Investimento estrangeiro direto no Brasil: economia política e regime jurídico

Detalhes bibliográficos
Ano de defesa: 2020
Autor(a) principal: Begosso, Ricardo lattes
Orientador(a): Bercovici, Gilberto lattes
Banca de defesa: Não Informado pela instituição
Tipo de documento: Dissertação
Tipo de acesso: Acesso aberto
Idioma: por
Instituição de defesa: Universidade Presbiteriana Mackenzie
Programa de Pós-Graduação: Não Informado pela instituição
Departamento: Não Informado pela instituição
País: Não Informado pela instituição
Palavras-chave em Português:
Área do conhecimento CNPq:
Link de acesso: https://dspace.mackenzie.br/handle/10899/28403
Resumo: Foreign Direct Investment (FDI) is usually characterized as the productive modality of foreign capital inflows into the country. Nevertheless, its financial and technological dimensions are inseparable.

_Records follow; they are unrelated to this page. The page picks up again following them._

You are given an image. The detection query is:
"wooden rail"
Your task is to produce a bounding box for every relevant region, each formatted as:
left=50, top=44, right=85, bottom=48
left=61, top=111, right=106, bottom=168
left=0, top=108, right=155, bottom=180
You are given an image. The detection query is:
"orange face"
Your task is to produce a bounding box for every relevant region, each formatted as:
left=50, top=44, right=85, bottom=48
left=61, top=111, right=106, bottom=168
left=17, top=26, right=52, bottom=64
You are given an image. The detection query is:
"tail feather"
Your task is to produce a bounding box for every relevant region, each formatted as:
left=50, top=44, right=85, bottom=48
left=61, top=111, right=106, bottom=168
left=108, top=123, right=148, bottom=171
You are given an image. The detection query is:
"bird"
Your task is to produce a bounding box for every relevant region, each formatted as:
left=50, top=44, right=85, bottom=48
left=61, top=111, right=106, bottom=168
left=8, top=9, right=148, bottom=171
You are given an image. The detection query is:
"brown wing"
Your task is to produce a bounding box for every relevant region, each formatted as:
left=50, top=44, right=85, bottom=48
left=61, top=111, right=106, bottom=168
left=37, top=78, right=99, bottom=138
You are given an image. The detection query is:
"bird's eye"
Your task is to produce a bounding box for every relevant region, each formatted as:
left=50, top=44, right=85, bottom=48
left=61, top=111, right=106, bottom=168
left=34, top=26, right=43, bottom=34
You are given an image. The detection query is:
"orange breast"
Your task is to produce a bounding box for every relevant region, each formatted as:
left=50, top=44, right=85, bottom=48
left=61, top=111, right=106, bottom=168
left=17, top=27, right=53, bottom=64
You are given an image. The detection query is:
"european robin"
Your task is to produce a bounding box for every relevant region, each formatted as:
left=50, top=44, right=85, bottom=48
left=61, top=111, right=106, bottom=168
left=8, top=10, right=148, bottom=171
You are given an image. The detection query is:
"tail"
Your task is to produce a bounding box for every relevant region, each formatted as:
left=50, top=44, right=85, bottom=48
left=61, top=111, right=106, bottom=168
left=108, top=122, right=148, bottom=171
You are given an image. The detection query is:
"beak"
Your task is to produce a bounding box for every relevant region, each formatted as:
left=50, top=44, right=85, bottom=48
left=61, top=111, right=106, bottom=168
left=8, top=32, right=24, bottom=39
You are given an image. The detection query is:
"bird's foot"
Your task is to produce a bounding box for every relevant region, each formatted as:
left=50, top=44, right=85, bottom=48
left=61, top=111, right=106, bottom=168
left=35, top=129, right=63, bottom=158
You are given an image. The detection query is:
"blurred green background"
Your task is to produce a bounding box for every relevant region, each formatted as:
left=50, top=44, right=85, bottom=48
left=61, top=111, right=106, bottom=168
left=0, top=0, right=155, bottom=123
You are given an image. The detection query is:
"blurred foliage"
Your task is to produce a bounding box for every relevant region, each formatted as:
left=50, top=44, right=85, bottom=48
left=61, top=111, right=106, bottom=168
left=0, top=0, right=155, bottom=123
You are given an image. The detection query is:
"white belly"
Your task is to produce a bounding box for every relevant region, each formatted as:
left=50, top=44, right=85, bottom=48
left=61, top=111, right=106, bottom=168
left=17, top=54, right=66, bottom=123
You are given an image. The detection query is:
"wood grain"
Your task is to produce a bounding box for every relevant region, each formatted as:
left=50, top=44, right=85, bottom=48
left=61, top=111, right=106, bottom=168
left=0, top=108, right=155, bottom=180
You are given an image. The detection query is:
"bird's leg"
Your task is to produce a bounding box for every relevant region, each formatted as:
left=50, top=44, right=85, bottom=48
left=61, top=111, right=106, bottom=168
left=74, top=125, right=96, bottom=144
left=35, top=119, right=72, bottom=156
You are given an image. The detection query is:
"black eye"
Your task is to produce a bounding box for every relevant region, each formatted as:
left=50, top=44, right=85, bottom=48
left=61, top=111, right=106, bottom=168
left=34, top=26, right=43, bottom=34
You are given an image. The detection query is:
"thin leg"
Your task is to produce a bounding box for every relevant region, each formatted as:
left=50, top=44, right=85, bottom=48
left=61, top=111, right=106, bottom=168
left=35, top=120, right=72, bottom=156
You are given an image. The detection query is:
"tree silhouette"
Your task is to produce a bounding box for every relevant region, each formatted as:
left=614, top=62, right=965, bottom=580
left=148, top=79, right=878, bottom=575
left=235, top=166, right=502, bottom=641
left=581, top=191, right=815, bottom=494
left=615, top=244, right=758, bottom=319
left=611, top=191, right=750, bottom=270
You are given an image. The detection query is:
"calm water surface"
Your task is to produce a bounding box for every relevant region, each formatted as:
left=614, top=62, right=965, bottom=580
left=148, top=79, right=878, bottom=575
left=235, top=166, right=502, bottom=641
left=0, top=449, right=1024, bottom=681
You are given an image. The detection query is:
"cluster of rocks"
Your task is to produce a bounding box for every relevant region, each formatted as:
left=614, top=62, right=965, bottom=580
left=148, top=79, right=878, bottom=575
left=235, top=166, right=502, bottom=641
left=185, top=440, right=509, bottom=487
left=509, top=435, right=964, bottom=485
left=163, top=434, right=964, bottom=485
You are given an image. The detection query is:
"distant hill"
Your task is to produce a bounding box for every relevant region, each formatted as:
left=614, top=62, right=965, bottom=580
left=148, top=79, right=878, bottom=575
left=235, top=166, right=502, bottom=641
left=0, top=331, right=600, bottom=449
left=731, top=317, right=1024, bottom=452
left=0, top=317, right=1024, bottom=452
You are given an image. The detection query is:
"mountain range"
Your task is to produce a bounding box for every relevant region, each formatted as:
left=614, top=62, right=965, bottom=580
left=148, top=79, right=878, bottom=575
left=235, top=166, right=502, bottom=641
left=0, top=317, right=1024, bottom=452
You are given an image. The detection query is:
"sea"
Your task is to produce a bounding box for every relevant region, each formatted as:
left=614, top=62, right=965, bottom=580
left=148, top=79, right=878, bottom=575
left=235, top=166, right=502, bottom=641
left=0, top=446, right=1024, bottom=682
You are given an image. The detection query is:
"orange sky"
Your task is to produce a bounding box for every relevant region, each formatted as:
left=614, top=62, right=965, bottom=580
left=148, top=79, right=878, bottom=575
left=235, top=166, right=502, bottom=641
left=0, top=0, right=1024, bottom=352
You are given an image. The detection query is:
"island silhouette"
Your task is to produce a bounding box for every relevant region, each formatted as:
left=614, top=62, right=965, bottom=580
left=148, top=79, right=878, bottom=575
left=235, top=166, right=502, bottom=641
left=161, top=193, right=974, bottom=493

More than an accounting relationship that impacts the balance of payments and macroeconomic indicators, FDI needs to be studied as an economic relationship between the country and abroad. This work intends to shed light on the historical inadequacy of the FDI legal regime in Brazil. To this end, it starts with a study on the political economy of FDI in the first chapter, with the aim of investigating the reasons why production moves internationally, in particular from central countries to peripheral countries. Here special attention will be paid to the technological dimension of capital and its implications as a determinant of capital flows, without abstracting from the historical and geopolitical conditions that act to modulate these flows, accelerating or resisting their structural impulses. Then, an attempt is made to integrate into the theoretical panorama analyzed in the first chapter a historical reading of the formation of the FDI legal regime in Brazil. The technological aspect of FDI is more visibly linked to the financial aspect, revealing how the technological transfer conducted in the second half of the 20th century originated the classic problem of profit remittances. The second chapter characterizes an effort to understand this phase of Brazilian development, noting that the abandonment of the practice of bargaining with foreign capital, especially after 1964, resulted in an increase in dependence on FDI and in the frustration of subsequent attempts to affirm the national technological autonomy.